After the MetadataDiscussion page was created, Jukka Zitting offered an example of how to get to recursive metadata when parsing with an AutoDetectParser, and later updated that example with how to get both text and metadata for nested documents using the AutoDetectParser.
If you parse an archive (zip, tar, etc.) the parsed document contains other documents, and any of those documents could also be archives containing other documents, and so on. The example on this page shows you how to do the following:
- Set up the parse context so nested documents will be parsed.
- Wrap the AutoDetectParser so you can get the text and metadata for each nested document.
Here is the full source for Jukka's example for how to get access to nested metadata and document body text. This example writes the metadata and body text for each nested document to standard output. More details about how Jukka's example works are in subsections below.
Main from Jukka's Example
Setting up Recursive Parsing
The example starts by setting up recursive parsing. If you are parsing text files, word documents, etc. then you'll never notice if recursive parsing is enable or not. If you are parsing containers like zip files and tar.gz files, the only way to get the text for the files contained by the containers is to enable recursive parsing.
The way to enable recursive parsing is to create a ParseContext and add a parser to it as shown on the line
context.set(Parser.class, parser). This is the parser that will be used to parse any nested documents.
Parsing a File
The rest of the main function parses a file. The parser used to parse the root document is the same parser that was added to the ParseContext as the parser to use for nested documents.
Looking at the Tika API (http://tika.apache.org/0.7/api/), I don't see a DefaultHandler class or a TikaInputStream.

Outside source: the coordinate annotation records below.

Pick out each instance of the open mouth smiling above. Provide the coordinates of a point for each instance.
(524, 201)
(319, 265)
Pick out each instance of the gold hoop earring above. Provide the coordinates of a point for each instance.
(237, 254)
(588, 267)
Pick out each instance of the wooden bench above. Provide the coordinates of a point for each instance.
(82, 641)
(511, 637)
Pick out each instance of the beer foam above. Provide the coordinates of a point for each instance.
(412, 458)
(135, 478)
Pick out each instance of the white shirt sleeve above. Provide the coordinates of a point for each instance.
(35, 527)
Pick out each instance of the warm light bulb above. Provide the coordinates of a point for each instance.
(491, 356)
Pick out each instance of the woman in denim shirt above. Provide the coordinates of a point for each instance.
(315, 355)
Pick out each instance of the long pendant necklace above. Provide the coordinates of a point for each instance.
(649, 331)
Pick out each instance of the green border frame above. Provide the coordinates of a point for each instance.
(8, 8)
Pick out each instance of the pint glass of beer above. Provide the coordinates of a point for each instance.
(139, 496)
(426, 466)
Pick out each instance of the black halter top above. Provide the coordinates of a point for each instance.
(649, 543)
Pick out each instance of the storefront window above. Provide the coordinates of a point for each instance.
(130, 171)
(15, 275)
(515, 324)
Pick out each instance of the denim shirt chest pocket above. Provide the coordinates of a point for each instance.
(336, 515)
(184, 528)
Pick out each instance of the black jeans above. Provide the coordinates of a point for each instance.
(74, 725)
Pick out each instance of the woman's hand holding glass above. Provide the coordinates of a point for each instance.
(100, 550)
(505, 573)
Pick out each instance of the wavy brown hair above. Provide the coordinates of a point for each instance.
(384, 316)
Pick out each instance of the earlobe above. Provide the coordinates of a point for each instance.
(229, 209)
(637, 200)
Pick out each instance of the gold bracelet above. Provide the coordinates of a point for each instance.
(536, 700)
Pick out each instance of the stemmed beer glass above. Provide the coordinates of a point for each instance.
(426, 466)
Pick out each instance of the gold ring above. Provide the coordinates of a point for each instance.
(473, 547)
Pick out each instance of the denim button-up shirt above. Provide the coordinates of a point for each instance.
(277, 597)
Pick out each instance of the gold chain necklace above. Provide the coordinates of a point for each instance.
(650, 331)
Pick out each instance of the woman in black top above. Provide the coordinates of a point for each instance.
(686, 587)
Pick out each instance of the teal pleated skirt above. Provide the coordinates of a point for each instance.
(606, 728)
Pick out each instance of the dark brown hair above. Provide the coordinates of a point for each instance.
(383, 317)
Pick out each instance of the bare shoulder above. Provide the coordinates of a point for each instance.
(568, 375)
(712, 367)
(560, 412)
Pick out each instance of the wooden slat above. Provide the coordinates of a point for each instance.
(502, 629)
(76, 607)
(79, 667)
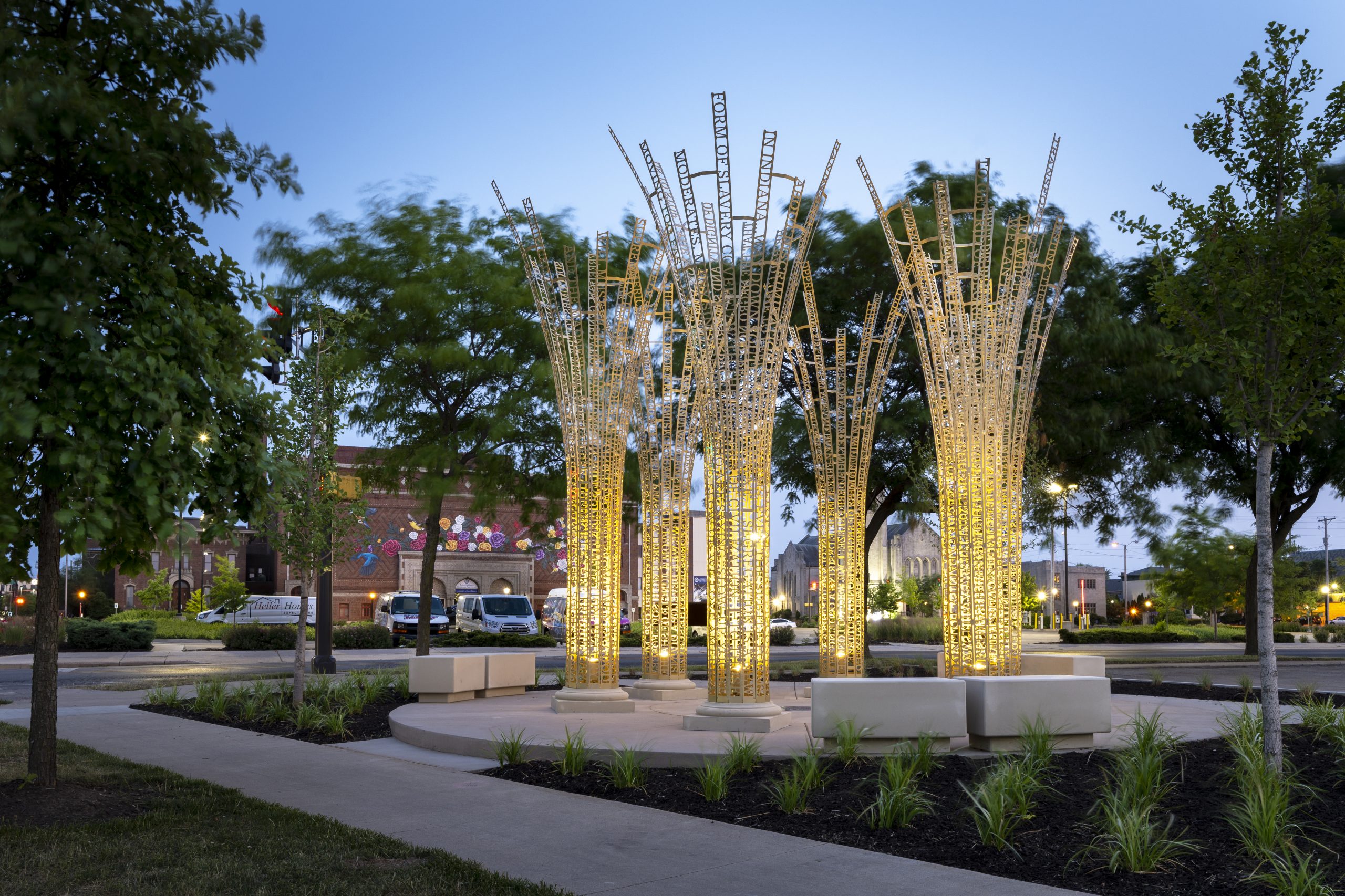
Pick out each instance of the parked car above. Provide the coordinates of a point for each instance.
(496, 614)
(553, 615)
(399, 612)
(268, 610)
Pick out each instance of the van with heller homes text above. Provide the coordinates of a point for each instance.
(268, 610)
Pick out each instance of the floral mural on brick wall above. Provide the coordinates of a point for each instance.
(460, 533)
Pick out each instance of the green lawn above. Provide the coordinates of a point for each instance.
(202, 839)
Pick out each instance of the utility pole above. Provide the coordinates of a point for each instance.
(1327, 569)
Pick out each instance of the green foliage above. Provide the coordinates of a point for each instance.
(907, 630)
(361, 637)
(849, 736)
(512, 747)
(743, 754)
(90, 634)
(626, 770)
(712, 779)
(226, 592)
(451, 385)
(491, 640)
(575, 753)
(257, 637)
(157, 593)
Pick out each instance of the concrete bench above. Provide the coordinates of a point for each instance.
(508, 674)
(447, 679)
(1074, 707)
(892, 710)
(1063, 665)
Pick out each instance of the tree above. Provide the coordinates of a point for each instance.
(884, 598)
(127, 382)
(455, 385)
(226, 592)
(157, 593)
(1028, 590)
(315, 512)
(1257, 279)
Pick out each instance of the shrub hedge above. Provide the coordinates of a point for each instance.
(1152, 635)
(257, 637)
(488, 640)
(93, 634)
(361, 637)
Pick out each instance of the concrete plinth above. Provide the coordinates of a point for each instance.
(740, 717)
(666, 689)
(592, 700)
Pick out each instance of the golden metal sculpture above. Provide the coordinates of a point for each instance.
(595, 342)
(841, 384)
(981, 336)
(750, 280)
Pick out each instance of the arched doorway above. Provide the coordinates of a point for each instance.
(181, 593)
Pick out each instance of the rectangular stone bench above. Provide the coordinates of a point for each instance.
(1063, 665)
(447, 679)
(508, 674)
(894, 711)
(1074, 707)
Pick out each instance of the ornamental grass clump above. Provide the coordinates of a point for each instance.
(899, 801)
(510, 748)
(1266, 799)
(626, 770)
(849, 736)
(712, 779)
(1133, 833)
(743, 754)
(575, 754)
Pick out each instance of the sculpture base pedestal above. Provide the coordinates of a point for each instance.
(752, 719)
(592, 700)
(666, 689)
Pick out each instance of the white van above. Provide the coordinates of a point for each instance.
(496, 614)
(399, 612)
(268, 610)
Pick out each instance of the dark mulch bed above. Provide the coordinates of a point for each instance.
(370, 724)
(1047, 845)
(1196, 692)
(33, 806)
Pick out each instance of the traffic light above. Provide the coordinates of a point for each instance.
(280, 330)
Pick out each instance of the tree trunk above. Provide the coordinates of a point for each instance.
(301, 640)
(428, 555)
(1250, 590)
(42, 722)
(1266, 607)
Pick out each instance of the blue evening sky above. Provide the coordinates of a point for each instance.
(448, 96)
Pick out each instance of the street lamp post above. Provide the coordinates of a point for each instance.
(1056, 489)
(1125, 566)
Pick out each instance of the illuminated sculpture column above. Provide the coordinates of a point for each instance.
(841, 384)
(666, 436)
(595, 343)
(750, 279)
(982, 332)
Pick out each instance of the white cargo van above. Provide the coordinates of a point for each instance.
(496, 614)
(399, 612)
(268, 610)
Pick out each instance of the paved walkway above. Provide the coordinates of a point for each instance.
(583, 844)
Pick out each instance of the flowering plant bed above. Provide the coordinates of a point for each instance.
(1058, 842)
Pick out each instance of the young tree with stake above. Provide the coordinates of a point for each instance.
(315, 512)
(1258, 280)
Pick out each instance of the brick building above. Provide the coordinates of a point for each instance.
(479, 552)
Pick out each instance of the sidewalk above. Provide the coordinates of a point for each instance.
(583, 844)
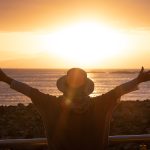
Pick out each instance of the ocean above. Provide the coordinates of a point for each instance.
(45, 81)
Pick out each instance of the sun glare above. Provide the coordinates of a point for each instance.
(85, 43)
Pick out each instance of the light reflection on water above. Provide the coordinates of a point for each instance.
(45, 81)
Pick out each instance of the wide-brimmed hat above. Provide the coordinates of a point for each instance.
(62, 84)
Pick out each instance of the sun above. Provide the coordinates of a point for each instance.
(85, 43)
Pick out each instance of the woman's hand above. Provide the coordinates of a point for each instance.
(4, 77)
(143, 76)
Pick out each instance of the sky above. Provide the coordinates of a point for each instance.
(74, 33)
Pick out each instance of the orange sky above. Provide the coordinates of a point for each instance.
(26, 27)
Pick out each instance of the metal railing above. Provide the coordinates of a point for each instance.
(42, 142)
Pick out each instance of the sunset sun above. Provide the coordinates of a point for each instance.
(85, 43)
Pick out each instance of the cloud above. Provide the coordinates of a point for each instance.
(28, 15)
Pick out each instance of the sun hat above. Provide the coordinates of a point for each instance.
(75, 77)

In the place of DefaultHandler you could use BodyContentHandler, and in the place of TikaInputStream you could use FileInputStream.

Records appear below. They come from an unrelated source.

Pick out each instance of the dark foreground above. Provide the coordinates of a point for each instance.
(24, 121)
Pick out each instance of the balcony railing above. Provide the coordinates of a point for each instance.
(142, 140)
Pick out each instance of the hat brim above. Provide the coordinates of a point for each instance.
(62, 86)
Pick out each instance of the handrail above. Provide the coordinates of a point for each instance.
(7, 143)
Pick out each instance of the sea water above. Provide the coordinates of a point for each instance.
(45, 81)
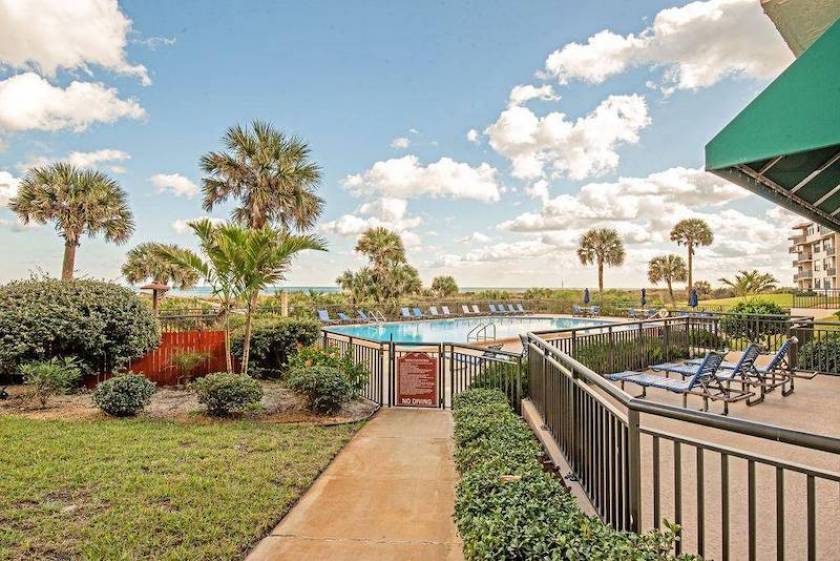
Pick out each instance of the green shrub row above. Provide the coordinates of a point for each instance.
(509, 508)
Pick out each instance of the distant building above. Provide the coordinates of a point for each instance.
(816, 256)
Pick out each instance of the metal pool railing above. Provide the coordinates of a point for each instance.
(739, 489)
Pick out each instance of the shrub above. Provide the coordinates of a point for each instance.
(51, 377)
(274, 342)
(529, 516)
(355, 373)
(124, 395)
(738, 323)
(224, 393)
(325, 387)
(102, 324)
(821, 355)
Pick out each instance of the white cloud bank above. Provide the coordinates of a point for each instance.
(174, 183)
(48, 35)
(29, 102)
(406, 178)
(577, 149)
(695, 45)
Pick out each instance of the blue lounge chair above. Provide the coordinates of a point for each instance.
(324, 316)
(696, 384)
(344, 317)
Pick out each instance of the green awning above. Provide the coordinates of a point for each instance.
(785, 145)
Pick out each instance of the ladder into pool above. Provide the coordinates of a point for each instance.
(482, 332)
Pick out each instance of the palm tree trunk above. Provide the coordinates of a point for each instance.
(600, 276)
(690, 266)
(246, 345)
(69, 263)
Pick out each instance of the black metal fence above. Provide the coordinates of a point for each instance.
(459, 367)
(824, 298)
(739, 489)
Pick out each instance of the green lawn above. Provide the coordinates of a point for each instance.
(149, 489)
(784, 300)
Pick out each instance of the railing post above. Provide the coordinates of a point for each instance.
(634, 477)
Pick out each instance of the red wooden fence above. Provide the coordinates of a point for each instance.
(157, 365)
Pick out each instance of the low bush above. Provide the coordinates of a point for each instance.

Jukka's RecursiveMetadata Parser
The parse method is where you get access to the metadata and the body text. When the parser set in ParseContext is used to parse a nested document, a new Metadata object is created and passed to the parse method. Since the example put a RecursiveMetadataParser in the ParseContext, RecursiveMetadataParser's parse method is called. Before calling
super.parse, the metadata object is empty. After
super.parse returns, the metadata object contains all of the metadata the decorated parser found and
System.out.println(metadata) prints all of the metadata to standard output.

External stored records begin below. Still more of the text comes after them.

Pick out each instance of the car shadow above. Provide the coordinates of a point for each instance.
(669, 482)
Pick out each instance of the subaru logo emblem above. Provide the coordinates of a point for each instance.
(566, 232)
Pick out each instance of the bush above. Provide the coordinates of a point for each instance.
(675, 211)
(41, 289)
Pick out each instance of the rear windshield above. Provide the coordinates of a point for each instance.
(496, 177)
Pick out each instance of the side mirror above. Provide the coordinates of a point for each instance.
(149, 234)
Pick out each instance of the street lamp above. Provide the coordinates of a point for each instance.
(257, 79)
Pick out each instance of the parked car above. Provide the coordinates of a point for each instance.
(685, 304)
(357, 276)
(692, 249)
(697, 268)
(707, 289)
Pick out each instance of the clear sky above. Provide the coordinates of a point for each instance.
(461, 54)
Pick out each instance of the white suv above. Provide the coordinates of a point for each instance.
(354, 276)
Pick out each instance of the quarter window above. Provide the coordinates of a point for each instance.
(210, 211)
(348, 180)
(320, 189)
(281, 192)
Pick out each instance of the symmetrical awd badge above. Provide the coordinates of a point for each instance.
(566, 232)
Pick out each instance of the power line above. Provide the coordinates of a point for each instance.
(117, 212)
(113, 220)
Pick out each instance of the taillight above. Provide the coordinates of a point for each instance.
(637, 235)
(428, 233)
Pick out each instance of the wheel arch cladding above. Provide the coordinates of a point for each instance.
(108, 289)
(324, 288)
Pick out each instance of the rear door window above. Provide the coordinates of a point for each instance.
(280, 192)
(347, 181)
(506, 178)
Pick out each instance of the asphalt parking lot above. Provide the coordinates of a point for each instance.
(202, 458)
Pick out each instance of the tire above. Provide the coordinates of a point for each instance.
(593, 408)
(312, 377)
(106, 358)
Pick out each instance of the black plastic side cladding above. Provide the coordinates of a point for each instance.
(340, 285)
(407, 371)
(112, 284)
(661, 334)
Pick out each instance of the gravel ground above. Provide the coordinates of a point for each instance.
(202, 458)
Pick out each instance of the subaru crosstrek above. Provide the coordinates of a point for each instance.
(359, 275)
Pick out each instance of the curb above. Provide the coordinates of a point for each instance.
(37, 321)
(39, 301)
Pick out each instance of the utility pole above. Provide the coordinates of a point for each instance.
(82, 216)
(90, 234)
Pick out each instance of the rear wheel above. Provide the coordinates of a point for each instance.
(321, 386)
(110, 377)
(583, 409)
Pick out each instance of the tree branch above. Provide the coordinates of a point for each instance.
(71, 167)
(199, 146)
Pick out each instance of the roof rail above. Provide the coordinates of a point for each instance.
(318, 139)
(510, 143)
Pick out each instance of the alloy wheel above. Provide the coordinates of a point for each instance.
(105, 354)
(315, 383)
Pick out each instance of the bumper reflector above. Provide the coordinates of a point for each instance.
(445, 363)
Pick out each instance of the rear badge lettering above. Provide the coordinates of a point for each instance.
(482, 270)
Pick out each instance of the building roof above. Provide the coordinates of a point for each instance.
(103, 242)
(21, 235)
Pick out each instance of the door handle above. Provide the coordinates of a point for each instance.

By creating a new BodyContentHandler and passing that to
super.parse, the text for each document is captured without mixing it with text from other documents.
Tracking how far down the Rabbit Hole you have gone
When using the code above, if you have a container format that contains another container, you may wish to keep track of where in the stack you are. To do that, you'd want code something like:
Surprise! Zips Have Text Too!
The great thing about AutoDetectParser is that it can parse and extract text from almost anything. In particular, it can parse zip, tar, tar.bz2, and other archives that contain documents. If you have a zip file with 100 text files in it, using Jukka's example code you can get the text and metadata for each file nested inside of the zip file. What you might not expect is that you also get metadata and body text for the zip file itself.
Maybe this doesn't surprise you at all. My first reaction when I saw both metadata AND text for the zip file itself was "What text could a zip file possibly have?" My naive assumption was that a zip file wouldn't contain any text, and my assumption was wrong.
I was thinking that a zip, tar, or other archive file was simply a container for other files, and so didn't have any text of its own. Tika looks at archives differently; Tika sees an archive as being like a directory in a file system, and the text for an archive is a list of the contents of the archive.
If you have a zip file that contains 100 text files, after using the code on this page to get the text and metadata for each file, you will get the text and metadata for 101 files: 100 text files, and 1 zip file. The text for the zip file will list the names for each of the 100 text files it contains.
If you aren't interested in seeing text and metadata for the zip file itself, you'll want to take a look at
metadata.get(Metadata.CONTENT_TYPE)) for each file Tika parses so you can skip the archives themselves. For a zip file, the content type is "application/zip".
Integration of the RecursiveParserWrapper into Tika
A RecursiveParserWrapper that is based on Jukka and Nick's example above was added to Tika as of 1.7.
The wrapper returns a list of Metadata objects – the first contains the metadata+content for the container document and the rest contain the metadata+content for each embedded document. The content of each document is stored in "X-TIKA:content", and the embedded document's location in the container document is stored in "X-TIKA:embedded_resource_path" (e.g. "embedded-1/embed1.zip/embed2.zip/embed3.pdf").
A downside to the wrapper is that it breaks the Tika goal of streaming output – the wrapper caches all metadata+content in memory. This wrapper must be used with care.
As of Tika 1.7, a JSONified view of this output was integrated into tika-app (the -J option) and tika-server ("/rmeta").
This format serves as the basis for the upcoming tika-eval module that will help with comparisons of the output of different versions of Tika or other content extractors.